The following mask changes are necessary to proceed:

#required by dev-util/gdbus-codegen-2.32.4[python_targets_python3_1], required by gnome-base/nautilus-3.4.2, required by app-backup/deja-dup-25.1.1[nautilus], required by @selected, required by @world (argument)

# /etc/portage/package.mask:

# Joost Ruis: Tagged for Sabayon 6

=dev-lang/python-3.1.5-r1

#required by @selected, required by @world (argument)

# /etc/portage/package.mask:

# 2010-11-26 Fabio Erculiani: Keep networkmanager from our overlay

=net-misc/networkmanager-0.9.6.4

#required by x11-libs/xvba-video-0.8.0-r1, required by @selected, required by @world (argument)

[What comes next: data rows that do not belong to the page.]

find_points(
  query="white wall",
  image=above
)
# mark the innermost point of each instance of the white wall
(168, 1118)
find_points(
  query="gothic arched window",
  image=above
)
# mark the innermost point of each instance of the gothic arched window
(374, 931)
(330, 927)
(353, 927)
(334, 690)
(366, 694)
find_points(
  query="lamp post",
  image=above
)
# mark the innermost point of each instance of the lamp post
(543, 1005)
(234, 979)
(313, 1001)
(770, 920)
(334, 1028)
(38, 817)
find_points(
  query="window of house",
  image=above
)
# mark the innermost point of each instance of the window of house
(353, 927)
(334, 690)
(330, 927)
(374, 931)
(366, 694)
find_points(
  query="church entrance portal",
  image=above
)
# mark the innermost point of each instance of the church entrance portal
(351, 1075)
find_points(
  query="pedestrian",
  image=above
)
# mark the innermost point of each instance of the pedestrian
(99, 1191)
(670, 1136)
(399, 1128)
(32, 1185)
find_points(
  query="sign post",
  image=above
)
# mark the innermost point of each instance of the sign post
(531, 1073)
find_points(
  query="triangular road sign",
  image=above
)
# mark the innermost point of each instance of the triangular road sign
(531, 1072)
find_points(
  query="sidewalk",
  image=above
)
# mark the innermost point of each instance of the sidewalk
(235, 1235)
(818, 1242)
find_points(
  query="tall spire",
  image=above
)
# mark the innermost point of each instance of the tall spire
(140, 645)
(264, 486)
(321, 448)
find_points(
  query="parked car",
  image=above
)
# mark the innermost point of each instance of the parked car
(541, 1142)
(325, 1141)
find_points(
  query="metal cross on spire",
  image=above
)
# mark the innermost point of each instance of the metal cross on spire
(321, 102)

# /etc/portage/package.mask:

# Joost Ruis: Masked because on our overlay, prevent pulling in Portage versions

=x11-drivers/ati-drivers-12.11_beta8

Estuve hojeando el archivo package.mask y la pregunta es si debo cambiar algo en los nombres de los paquetes que ahi aparecen o bien usar el  --autounmask-keep-masked (algo asi iba) para que me deje seguir.

PD. Muchas gracias compañeros de Gentoo, poco a poco va tomando forma y lo bueno es que ya no es tan frustrante como en un comienzo jajaja.

----------

## gringo

por lo que veo estás usando sabayon asi que te sugiero que te dirijas a sus foros para solucionar tus dudas.

saluetes

----------